For purposes of comparison, a liquid crystal driving voltage waveform shaped by the arrangement shown in FIGS. 44(a) and 44(b) is illustrated in FIG. 47. According to the arrangement shown in FIGS. 44(a) and 44(b), each of the positive voltage and negative voltage is driven by a single output circuit, and for this reason, a deviation from the expected value voltage is the same. The deviations in the form of positive and negative voltages applied to the pixel are oriented to directions such that cancel out each other. Thus, according to the arrangement shown in FIGS. 44(a) and 44(b), differences in deviations among the liquid crystal driving output terminals average on the display pixel, thereby causing no problem for display.
According to the first prior art shown in FIGS. 44(a) and 44(b), an output terminal is constantly driven by the same operational amplifier whether the output voltage is positive or negative. Generally, as one of the essential requirements, the output terminal of the liquid crystal driving circuit must have an output dynamic range for a full range of an operating power source voltage.
However, in case that the first prior art is adopted for an enhancement mode MOS transistor used for a typical LSI, as shown in FIGS. 44(a) and 44(b), in order to eliminate an operation disable area caused by a threshold voltage, one output circuit 4501 must include two operational amplifiers: the operational amplifier 4513 with the N-channel MOS input and the operational amplifier 4515 with the P-channel MOS input.

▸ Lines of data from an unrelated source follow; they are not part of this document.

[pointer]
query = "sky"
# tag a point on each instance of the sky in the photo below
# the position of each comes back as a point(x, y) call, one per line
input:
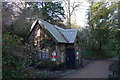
point(79, 16)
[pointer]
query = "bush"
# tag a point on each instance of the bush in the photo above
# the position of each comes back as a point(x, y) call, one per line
point(97, 54)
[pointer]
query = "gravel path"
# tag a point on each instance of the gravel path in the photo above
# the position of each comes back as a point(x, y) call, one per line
point(95, 69)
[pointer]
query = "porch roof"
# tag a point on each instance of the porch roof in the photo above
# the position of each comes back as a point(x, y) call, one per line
point(60, 34)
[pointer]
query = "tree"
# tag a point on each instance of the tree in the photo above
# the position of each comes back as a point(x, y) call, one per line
point(99, 22)
point(70, 8)
point(52, 12)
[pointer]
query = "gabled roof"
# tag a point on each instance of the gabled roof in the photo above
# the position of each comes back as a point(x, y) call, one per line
point(60, 34)
point(69, 34)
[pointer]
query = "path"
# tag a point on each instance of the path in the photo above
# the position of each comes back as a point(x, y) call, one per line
point(96, 69)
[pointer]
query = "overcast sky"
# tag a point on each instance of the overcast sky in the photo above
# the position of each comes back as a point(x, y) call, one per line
point(79, 15)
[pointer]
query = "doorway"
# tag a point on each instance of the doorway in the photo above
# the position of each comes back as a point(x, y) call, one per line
point(70, 57)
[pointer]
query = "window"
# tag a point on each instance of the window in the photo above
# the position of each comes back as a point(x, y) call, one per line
point(43, 54)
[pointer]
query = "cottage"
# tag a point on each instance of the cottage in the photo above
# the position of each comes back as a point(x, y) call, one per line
point(54, 43)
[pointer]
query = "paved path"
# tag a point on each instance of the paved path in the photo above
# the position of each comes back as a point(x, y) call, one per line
point(96, 69)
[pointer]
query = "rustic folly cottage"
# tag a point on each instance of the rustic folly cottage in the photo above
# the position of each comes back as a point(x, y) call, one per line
point(54, 43)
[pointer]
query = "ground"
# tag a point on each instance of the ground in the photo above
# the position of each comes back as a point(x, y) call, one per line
point(95, 69)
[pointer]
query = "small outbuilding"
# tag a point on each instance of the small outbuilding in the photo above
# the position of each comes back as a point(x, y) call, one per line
point(54, 43)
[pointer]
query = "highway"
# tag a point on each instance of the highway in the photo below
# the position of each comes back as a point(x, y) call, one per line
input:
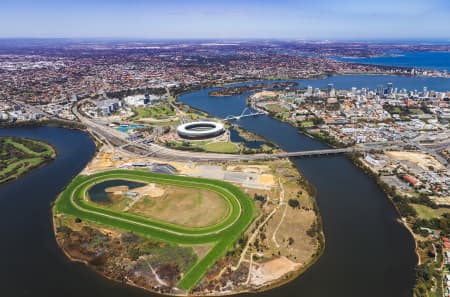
point(146, 148)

As a result, the circuit is undesirably upsized, and when it is fabricated into an LSI, the chip is upsized accordingly. Further, since the two operational amplifiers are necessary for each output circuit, there arises a problem that the circuit consumes more power.
In contrast, according to the second prior art, different operational amplifiers are used to drive the positive voltage and negative voltage. Thus, if the operational amplifiers have an incidental offset voltage caused by discrepancies in material and workmanship, deviations from the expected value voltage differ between the positive voltage and negative voltage. Hence, a component equal to a difference between two deviations remains as an error voltage in an average voltage of the driving voltages which will be applied to the liquid crystal display pixel. Since the error voltage occurs incidentally for each driving output terminal, it results in a difference in applied voltages between the pixels, thereby causing irregularities on display.